Primary Section: 25, Plant Biology
Secondary Section: 26, Genetics
Membership Type:
Member (elected 1995)


Elliot Meyerowitz is the George Beadle Professor of Biology, and a Howard Hughes Medical Investigator at the California Institute of Technology, where he has been on the faculty since 1980. Prior to joining the Caltech faculty he obtained an undergraduate degree in Biology from Columbia University, and graduate degrees in Biology from Yale University, following which he was a postdoctoral fellow at the Stanford University School of Medicine. From 2000 to 2010 he was Chair of the Caltech Division of Biology. In 2011 and 2012, while on leave from Caltech, he served as the Inaugural Director of the Sainsbury Laboratory at the University of Cambridge, and as Professor of Plant Morphodynamics at Cambridge.  

Research Interests

The Meyerowitz laboratory studies the development of Arabidopsis thaliana, a widely used plant model system that his laboratory and others popularized beginning in the early 1980s.

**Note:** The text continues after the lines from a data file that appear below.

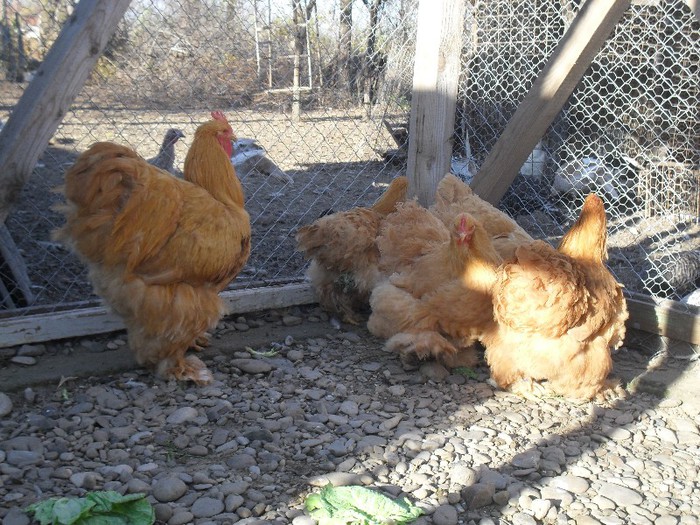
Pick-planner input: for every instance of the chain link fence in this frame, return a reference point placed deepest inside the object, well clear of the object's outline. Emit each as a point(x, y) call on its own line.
point(328, 97)
point(629, 132)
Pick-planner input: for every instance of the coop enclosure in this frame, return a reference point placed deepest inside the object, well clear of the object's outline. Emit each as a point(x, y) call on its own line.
point(325, 87)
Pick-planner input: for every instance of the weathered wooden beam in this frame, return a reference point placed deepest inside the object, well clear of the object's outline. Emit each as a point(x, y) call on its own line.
point(573, 55)
point(435, 80)
point(99, 320)
point(668, 318)
point(13, 261)
point(58, 81)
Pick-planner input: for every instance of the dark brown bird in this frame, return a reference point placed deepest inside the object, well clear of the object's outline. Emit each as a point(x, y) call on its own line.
point(165, 159)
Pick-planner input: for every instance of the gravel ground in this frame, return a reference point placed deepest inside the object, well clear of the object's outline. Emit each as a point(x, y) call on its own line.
point(331, 405)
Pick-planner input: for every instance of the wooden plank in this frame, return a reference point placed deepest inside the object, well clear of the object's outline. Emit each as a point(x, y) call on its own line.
point(18, 269)
point(434, 99)
point(99, 320)
point(57, 82)
point(573, 55)
point(669, 318)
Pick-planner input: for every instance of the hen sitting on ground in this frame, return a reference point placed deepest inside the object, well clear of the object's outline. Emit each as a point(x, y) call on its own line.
point(344, 255)
point(559, 312)
point(438, 301)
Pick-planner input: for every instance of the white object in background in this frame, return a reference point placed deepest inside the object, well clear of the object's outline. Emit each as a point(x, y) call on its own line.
point(534, 165)
point(583, 176)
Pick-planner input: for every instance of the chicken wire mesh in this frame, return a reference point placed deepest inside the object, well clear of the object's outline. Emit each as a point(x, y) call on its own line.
point(170, 63)
point(628, 132)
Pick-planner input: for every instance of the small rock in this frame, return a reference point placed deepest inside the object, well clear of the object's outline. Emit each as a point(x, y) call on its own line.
point(620, 495)
point(478, 495)
point(163, 512)
point(570, 483)
point(232, 502)
point(540, 507)
point(207, 507)
point(349, 408)
point(16, 516)
point(526, 460)
point(5, 404)
point(252, 366)
point(23, 458)
point(522, 518)
point(291, 320)
point(445, 515)
point(31, 350)
point(303, 520)
point(24, 360)
point(337, 479)
point(169, 489)
point(434, 371)
point(181, 518)
point(182, 415)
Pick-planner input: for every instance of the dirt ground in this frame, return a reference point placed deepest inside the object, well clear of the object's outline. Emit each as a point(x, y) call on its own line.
point(646, 363)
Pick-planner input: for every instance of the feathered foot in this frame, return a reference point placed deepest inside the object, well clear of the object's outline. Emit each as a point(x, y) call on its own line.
point(188, 368)
point(529, 389)
point(611, 392)
point(464, 357)
point(201, 342)
point(422, 345)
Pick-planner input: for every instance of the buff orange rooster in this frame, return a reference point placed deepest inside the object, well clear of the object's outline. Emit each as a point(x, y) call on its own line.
point(559, 313)
point(344, 254)
point(160, 249)
point(438, 301)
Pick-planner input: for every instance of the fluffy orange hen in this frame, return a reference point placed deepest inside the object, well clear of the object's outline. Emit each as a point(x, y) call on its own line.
point(453, 196)
point(160, 249)
point(344, 254)
point(559, 312)
point(438, 302)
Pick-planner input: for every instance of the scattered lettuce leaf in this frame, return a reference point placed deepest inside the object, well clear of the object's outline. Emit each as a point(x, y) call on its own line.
point(466, 372)
point(96, 508)
point(354, 505)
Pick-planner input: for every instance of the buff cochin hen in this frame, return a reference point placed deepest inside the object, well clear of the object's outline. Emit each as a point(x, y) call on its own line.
point(559, 313)
point(160, 249)
point(344, 255)
point(437, 303)
point(454, 196)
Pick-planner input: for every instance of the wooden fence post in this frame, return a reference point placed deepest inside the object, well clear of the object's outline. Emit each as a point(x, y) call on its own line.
point(573, 55)
point(58, 81)
point(435, 82)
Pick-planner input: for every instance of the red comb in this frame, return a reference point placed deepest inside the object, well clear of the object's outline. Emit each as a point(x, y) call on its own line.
point(218, 115)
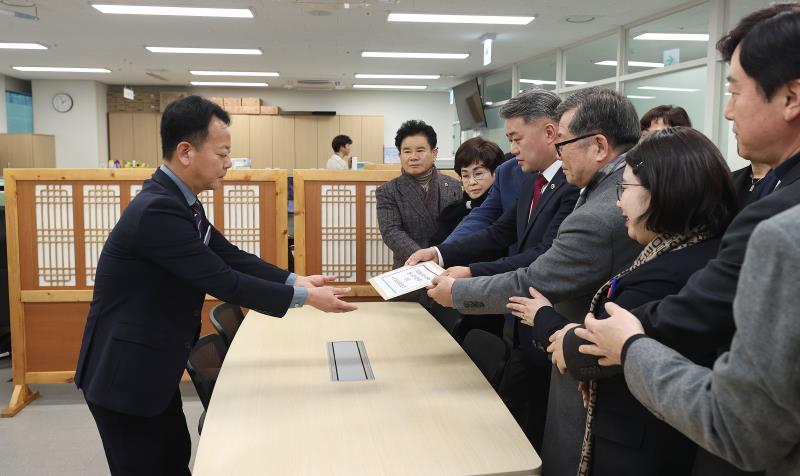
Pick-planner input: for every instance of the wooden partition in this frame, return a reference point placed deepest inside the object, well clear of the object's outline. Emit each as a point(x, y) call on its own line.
point(336, 226)
point(57, 221)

After establishing molecular cloning for this plant, they identified and cloned numerous flower development genes, leading to the "ABC Model" of floral organ specification. They also cloned the receptors for the plant hormone ethylene, the first cloned plant hormone receptors, and identified the plant peptide hormone signaling system. Current studies concentrate on the role of mechanical signaling in plant development, and on the interactions between the peptide signaling system and hormone action in plant stem cells at the shoot apex. Throughout this work, the Meyerowitz laboratory and a group of international collaborators has developed what they term "Computational Morphodynamics," a combined experimental and computational approach to generation and testing of explicit hypotheses for plant development. This approach has led to the understanding of the mechanism by which plants create phyllotactic and other previously mysterious developmental patterns, as well as to the recognition of novel mechanisms for developmental pattern formation.